There is part of the book On the Banks of Plum Creek which had us on an emotional roller coaster. Pa has a goal in mind. He is doing what every caring father does – thinking about providing for his family. In the beginning of the story, they live in a dugout in the side of a hill, but he wants to build a home for his family alongside a creek in Minnesota.
Pa starts to think through how to get to his goal. He barters in town for wood and takes risk to go after what he wants. He decides to plant a field full of wheat. From the harvest, he will pay his debts. So he takes loans against his field and crops. He completes his new home complete with oven and luxury glass windows.
Pa works night and day on his field. The labor is tough. He turns over rocks and stumps. He tills the soil repeatedly. He buys seed. He buys stronger horses with his loan money. The family feels security. They have a home, a plan and a visible promise as they see the first seedlings of wheat cropping up.
The field is ready for harvest.
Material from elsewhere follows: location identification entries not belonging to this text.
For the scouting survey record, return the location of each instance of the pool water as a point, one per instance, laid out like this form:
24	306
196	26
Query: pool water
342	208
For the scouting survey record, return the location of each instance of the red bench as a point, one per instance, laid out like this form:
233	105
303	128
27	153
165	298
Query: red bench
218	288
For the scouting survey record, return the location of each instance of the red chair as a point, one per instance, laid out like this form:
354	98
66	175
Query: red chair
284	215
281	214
They are proud. Then it hits. Swarms of grasshoppers raid their county. They decimate the harvest. Nothing could be done to get rid of the infestation. Pa and his family are devastated. The chain link in the plan broke. His risk is jammed in the feeling in his throat.
However, Pa has character. He doesn’t wander around in a coma. He takes action. He does what he has to for his family and travels far to make his luck turn and works hard, very hard. In Pa’s world, adversity is part of the deal. It is naked reality. No promises. Only reality.
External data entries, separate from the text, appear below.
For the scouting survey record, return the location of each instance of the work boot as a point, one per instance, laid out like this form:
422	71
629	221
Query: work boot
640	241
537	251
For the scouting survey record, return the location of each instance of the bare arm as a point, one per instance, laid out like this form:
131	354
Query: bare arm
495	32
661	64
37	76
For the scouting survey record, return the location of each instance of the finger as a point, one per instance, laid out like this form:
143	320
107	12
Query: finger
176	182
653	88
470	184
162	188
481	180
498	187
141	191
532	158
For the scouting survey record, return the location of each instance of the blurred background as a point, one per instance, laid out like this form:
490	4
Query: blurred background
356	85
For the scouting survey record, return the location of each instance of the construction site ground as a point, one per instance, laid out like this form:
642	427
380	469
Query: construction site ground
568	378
Jack Welch put it bluntly, “We’ve only been wealthy in this country for 70 years. Who said we ought to have all this? Is it ordained?”
How life and our economy works can dull our senses. There was a time when everyone understood that there are no guarantees. You work hard to “create luck.” As institutions arose to give people a large sense of security in exchange for freedom, millions gladly signed up for the contract.
Today, companies are getting smaller, not bigger. Work can get done easier and the services we demand as consumers change with our inattentive whims. We are in the new economy. We are going back to the days of Pa and the prairie.
As times change, what mindset are you attacking your problems with? Do you invite them or check out? Those who become valuable are the ones who can solve problems. Think about Donald Trump’s observation, “Rich people are rich because they solve difficult problems. You must learn to thrive on problems. CEOs of big companies are paid huge amounts of money because they solve problems that nobody else can solve.”
Determine to become a modern day settler. Whether you choose to or not, prairie life will push its reality on you. We cannot change the tides of our exciting, yet uncertain economy. We can change ourselves, and it starts with the mindset to do as Pa did. Make plans, work hard, take risk and solve problems.
Our clients pay us to solve difficult and complex business problems every day with our knowledge of business, leadership and technology. These times are exhilarating for our team. It is all because we are modern day settlers ourselves on the new frontiers we are experiencing daily.